Start simple with just the most critical attributes. You can always add sophistication later, but launching with an overly complex model increases the likelihood of errors and makes troubleshooting difficult. Focus on 3-4 demographic factors that indicate fit and 3-4 behavioral signals that demonstrate intent. This streamlined approach is easier to implement, explain, and maintain while you build confidence in the system.
Leverage existing data rather than waiting for perfect information. You don't need complete data on every attribute for every lead to begin scoring. Work with what you have, assign points based on available information, and accept that some leads will have incomplete scores. As you gather more data over time, scores will become more accurate. Waiting for perfect data means never starting.
Document your scoring logic clearly so anyone on your team can understand how scores are calculated. Create a reference guide that lists every attribute, its point value, and the rationale behind that weighting. This transparency builds trust in the system and makes it easier to onboard new team members. When someone questions a lead's score, you can point to specific criteria rather than treating it as a black box.
Set expectations about the timeline for results. Lead scoring isn't a magic solution that transforms your pipeline overnight. It typically takes 60-90 days to gather enough data to assess whether your scoring accurately predicts conversions. Use this ramp-up period to refine your model, train your team, and establish the workflows that will make scoring valuable rather than just interesting data.
Invest in tools that automate scoring rather than attempting to track it manually. Spreadsheet-based scoring becomes unmanageable quickly as your lead volume grows. Modern CRM systems and marketing automation platforms can automatically calculate and update scores based on real-time lead behavior. This automation ensures consistency, eliminates human error, and makes scoring sustainable as you scale.
Create feedback mechanisms that capture what you learn. When a high-scoring lead fails to convert, document why. When a low-scoring lead surprisingly becomes a customer, understand what your model missed. These exceptions reveal opportunities to refine your scoring logic and improve accuracy over time. Treat every unexpected outcome as a learning opportunity rather than a system failure.
Getting Started with Lead Scoring Today
Effective lead scoring transforms your sales and marketing operations from guessing games into data-driven machines. By systematically prioritizing leads based on their fit and behavior, you ensure your team focuses energy on prospects most likely to convert while nurturing others until they're ready. The 77% ROI increase that companies achieve through proper lead scoring isn't magic—it's the natural result of better resource allocation and more strategic engagement.
Start simple, measure relentlessly, and refine continuously.
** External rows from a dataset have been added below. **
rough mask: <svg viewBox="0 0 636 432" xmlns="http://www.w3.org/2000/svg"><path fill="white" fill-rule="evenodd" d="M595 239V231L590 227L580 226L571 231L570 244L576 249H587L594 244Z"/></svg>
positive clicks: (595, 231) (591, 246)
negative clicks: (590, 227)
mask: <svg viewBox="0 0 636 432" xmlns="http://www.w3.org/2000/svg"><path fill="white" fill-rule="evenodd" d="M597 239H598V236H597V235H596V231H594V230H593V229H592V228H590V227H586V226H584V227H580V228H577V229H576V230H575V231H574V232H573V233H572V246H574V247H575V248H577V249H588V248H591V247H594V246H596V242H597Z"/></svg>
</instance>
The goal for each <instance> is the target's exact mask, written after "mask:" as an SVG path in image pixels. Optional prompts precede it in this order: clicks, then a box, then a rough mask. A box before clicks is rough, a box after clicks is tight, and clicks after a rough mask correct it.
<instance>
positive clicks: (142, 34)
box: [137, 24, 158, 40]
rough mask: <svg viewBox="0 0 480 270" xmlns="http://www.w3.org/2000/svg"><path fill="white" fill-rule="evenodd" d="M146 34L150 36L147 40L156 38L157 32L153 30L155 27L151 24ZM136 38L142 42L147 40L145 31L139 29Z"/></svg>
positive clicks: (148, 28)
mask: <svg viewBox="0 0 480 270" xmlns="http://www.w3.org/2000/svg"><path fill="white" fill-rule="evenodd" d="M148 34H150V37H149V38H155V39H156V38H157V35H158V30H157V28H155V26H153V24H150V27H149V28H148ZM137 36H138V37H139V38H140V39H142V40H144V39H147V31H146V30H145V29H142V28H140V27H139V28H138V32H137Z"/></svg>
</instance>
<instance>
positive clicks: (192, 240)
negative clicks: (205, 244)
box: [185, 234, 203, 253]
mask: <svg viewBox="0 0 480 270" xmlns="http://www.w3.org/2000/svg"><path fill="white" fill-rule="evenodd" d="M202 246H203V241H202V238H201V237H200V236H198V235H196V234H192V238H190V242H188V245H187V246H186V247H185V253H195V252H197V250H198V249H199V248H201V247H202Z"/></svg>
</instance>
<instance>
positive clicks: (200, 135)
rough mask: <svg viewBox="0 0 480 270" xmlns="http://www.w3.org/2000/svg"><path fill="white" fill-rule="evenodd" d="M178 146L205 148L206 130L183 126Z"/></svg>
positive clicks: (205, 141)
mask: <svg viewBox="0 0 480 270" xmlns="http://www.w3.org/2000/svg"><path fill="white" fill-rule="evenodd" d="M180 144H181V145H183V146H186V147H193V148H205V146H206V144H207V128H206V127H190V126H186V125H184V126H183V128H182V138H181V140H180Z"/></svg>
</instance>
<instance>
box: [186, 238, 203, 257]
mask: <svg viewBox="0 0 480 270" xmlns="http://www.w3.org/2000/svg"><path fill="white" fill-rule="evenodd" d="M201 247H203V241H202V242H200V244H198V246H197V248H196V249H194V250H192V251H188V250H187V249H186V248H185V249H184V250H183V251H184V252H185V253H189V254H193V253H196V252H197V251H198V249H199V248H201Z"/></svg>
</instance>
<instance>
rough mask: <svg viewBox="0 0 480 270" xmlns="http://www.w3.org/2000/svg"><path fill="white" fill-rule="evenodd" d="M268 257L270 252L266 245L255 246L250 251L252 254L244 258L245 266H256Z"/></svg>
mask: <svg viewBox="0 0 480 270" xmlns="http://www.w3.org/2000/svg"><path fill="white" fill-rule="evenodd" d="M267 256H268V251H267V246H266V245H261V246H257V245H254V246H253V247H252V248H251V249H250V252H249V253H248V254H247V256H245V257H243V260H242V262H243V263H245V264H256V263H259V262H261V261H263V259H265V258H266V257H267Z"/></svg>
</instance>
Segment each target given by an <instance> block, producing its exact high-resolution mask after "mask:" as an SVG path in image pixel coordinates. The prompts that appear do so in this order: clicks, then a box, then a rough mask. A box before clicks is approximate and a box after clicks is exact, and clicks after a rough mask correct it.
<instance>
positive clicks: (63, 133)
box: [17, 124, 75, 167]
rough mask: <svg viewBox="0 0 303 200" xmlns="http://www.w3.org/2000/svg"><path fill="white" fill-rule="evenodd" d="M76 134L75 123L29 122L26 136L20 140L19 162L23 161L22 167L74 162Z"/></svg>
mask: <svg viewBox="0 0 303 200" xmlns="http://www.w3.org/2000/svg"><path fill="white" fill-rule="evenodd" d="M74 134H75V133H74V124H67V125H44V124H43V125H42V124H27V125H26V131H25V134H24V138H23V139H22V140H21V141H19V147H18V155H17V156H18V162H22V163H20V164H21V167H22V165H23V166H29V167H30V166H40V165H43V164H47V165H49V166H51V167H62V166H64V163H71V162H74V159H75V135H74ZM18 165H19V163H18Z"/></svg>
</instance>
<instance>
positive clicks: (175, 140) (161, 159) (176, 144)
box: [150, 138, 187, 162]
Your first scoring model doesn't need to be perfect; it just needs to be better than no model at all. As you gather data and learn what actually predicts conversions for your specific business, you'll develop increasingly sophisticated scoring that drives better results.
The competitive advantage goes to teams that can identify and engage high-quality leads faster than their rivals. In markets where response time and personalization determine who wins deals, lead scoring provides the intelligence infrastructure that makes speed and relevance possible. Combined with AI-powered automation that can act on scoring insights 24/7, you create a revenue engine that works continuously to identify, engage, and convert your best prospects.
Implement the frameworks outlined in this guide, avoid the common pitfalls that derail scoring initiatives, and commit to ongoing optimization based on results. Your pipeline contains hidden revenue waiting to be unlocked—lead scoring is the key that helps you find it.